The Legislature’s commission scheme has a sordid history. In 2015, as part of the state budget, the Legislature created the commission to meet every four years to set the pay for judges, state lawmakers and the governor’s appointees. That year it met its December 31 deadline and gave raises to state judges. The following year the process broke down when the Governor’s representatives tried placing outside income restrictions on legislators.
The Legislature created a separate committee in 2018 that gave raises to lawmakers, but appeared to surprise Senate and Assembly leaders by unexpectedly imposing outside income limits. A state court judge in 2019 partially voided that committee’s recommendations in a case filed by the Government Justice Center, knocking out $10,000 increases legislators hoped to get in each of 2020 and 2021. Before that court decision, the Legislature gave the Governor a raise during his term in violation of the state constitution.
The 2015 law automatically renews the commission every four years, and the commission was back late last year to revisit pay for judges.

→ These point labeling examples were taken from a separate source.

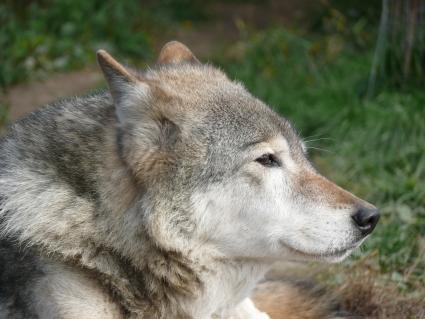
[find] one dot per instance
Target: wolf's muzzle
(366, 219)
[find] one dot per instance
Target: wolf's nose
(366, 219)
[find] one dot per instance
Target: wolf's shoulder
(19, 269)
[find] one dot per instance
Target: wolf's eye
(268, 160)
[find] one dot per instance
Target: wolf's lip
(330, 254)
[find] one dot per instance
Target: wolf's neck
(170, 284)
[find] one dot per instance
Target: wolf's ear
(123, 84)
(175, 52)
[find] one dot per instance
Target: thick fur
(148, 200)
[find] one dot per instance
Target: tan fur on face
(317, 188)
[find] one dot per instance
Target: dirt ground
(205, 40)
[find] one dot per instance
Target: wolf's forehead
(230, 112)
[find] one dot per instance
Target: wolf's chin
(327, 256)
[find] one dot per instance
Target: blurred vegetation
(38, 37)
(317, 76)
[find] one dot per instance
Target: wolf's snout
(366, 219)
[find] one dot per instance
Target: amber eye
(268, 160)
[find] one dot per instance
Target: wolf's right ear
(123, 84)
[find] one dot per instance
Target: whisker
(319, 149)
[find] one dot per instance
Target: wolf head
(219, 168)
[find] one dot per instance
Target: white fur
(273, 221)
(67, 294)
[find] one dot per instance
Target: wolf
(168, 195)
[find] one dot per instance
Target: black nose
(366, 219)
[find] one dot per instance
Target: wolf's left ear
(175, 52)
(123, 84)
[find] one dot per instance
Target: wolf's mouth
(335, 254)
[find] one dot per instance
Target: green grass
(374, 148)
(40, 37)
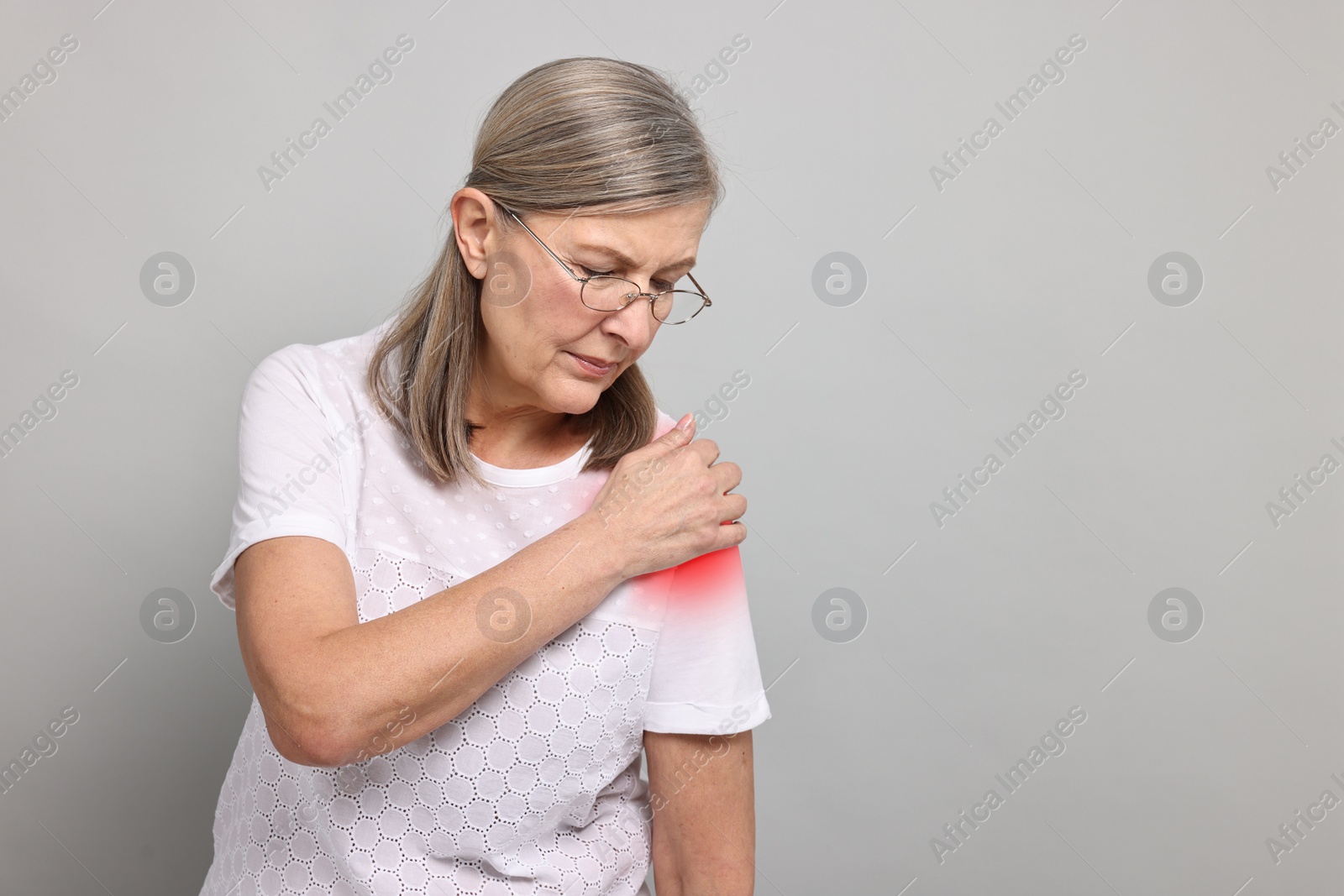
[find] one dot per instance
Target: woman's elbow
(306, 738)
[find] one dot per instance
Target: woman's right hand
(669, 503)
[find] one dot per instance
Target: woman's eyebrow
(628, 262)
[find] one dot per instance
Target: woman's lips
(591, 365)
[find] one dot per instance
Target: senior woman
(477, 573)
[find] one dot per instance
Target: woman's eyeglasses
(606, 293)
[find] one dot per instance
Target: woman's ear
(472, 224)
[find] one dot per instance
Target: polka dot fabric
(535, 788)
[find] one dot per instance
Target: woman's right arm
(336, 691)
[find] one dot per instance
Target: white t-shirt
(534, 789)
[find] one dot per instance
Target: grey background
(980, 298)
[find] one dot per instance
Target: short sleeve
(289, 479)
(706, 676)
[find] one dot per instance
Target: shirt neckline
(566, 469)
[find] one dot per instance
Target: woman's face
(534, 320)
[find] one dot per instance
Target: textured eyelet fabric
(535, 788)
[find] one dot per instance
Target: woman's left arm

With the state facing a $6 billion (pre-COVID) deficit, the commission decided not to provide the state’s judges cost-of-living adjustments. A majority of the commission, composed of the Chief Judge and the Governor’s representatives, favored those increases, but they did not have the support from a Legislative appointee that the law required.

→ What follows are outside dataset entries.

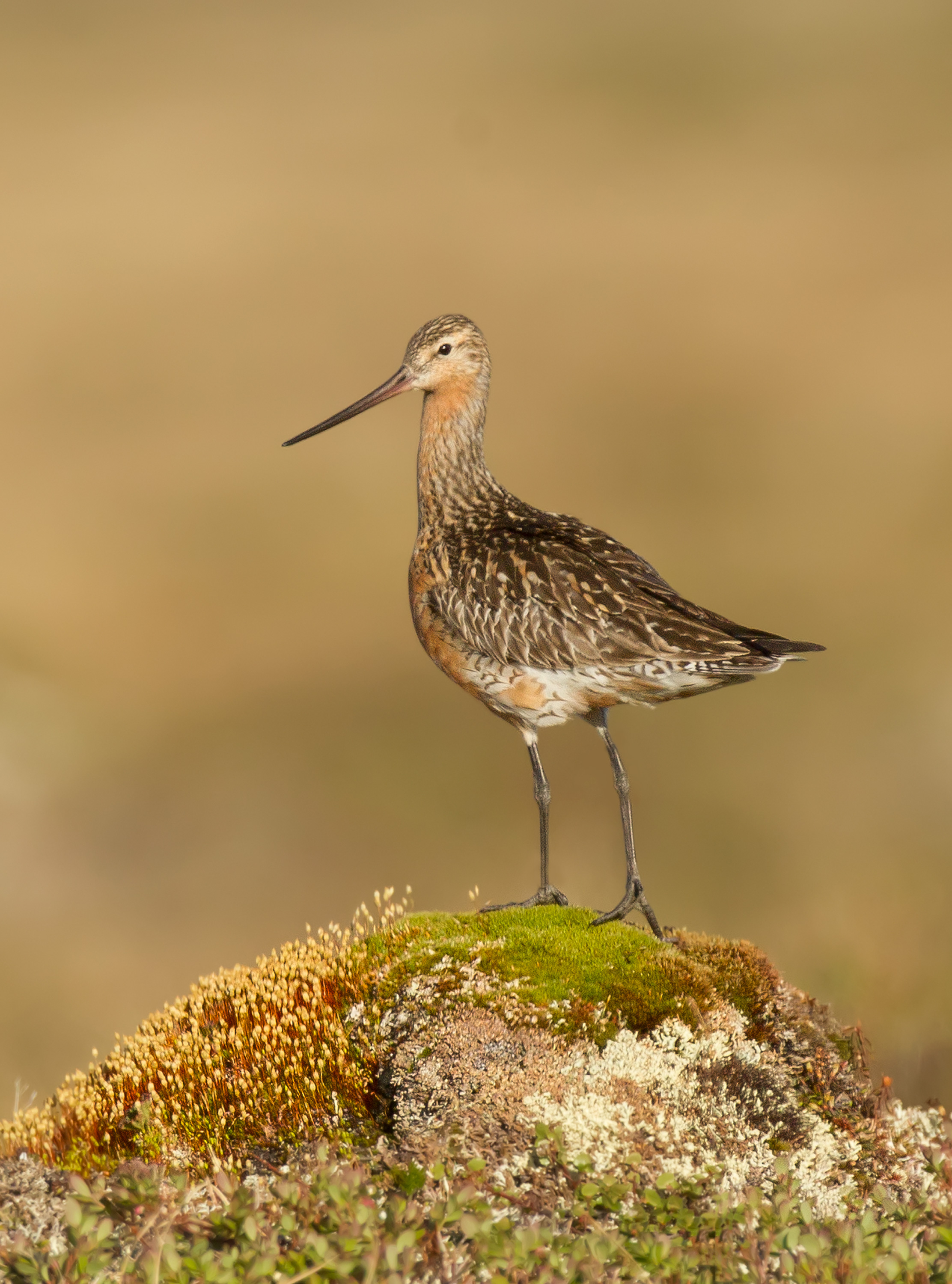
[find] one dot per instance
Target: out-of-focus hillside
(712, 253)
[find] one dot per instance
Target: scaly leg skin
(634, 893)
(547, 894)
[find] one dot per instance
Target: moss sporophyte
(498, 1094)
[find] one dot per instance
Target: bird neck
(451, 473)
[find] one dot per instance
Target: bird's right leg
(547, 894)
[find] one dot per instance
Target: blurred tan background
(711, 247)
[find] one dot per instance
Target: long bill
(396, 384)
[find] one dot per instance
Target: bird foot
(547, 895)
(634, 899)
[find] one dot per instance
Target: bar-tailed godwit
(534, 613)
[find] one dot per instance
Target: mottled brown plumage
(536, 614)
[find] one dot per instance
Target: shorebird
(534, 613)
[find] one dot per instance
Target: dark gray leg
(634, 894)
(547, 894)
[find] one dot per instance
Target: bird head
(446, 354)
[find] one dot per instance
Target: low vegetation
(247, 1132)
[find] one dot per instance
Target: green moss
(589, 980)
(273, 1056)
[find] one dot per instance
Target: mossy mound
(592, 981)
(270, 1056)
(443, 1097)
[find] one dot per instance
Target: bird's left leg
(634, 893)
(547, 894)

The Legislature gave the judges another chance this year when they added judicial compensation to the commission’s tasks in the final budget deal in April. Since then, however, New York’s budget woes have only gotten worse as the coronavirus pandemic crushed the state’s revenue outlook.
Voting to raise your own pay while schools face cuts and residents face tax hikes is politically unimaginable—which is precisely why the Legislature would like to have a commission do it instead. Legislators may still have hope for a pay boost, but the taxpayers are in the dark.
UPDATE: 11/5/20: A tweet from Malatras last December clarifies his complaint at the October 14 meeting that Cardozo had posted last year’s final report on judges’ pay for the public before final commissioner sign off. His comments related to the press getting that report from Cardozo before the commissioners had seen it. It was not as much a call for less transparency but a point of order that highlights the problem with an unelected body freelancing law making. Checks built into the state Constitution and emulated in the Open Meetings Law are designed to let New Yorkers know what laws are being passed before a public body’s final “sign off” in an open vote.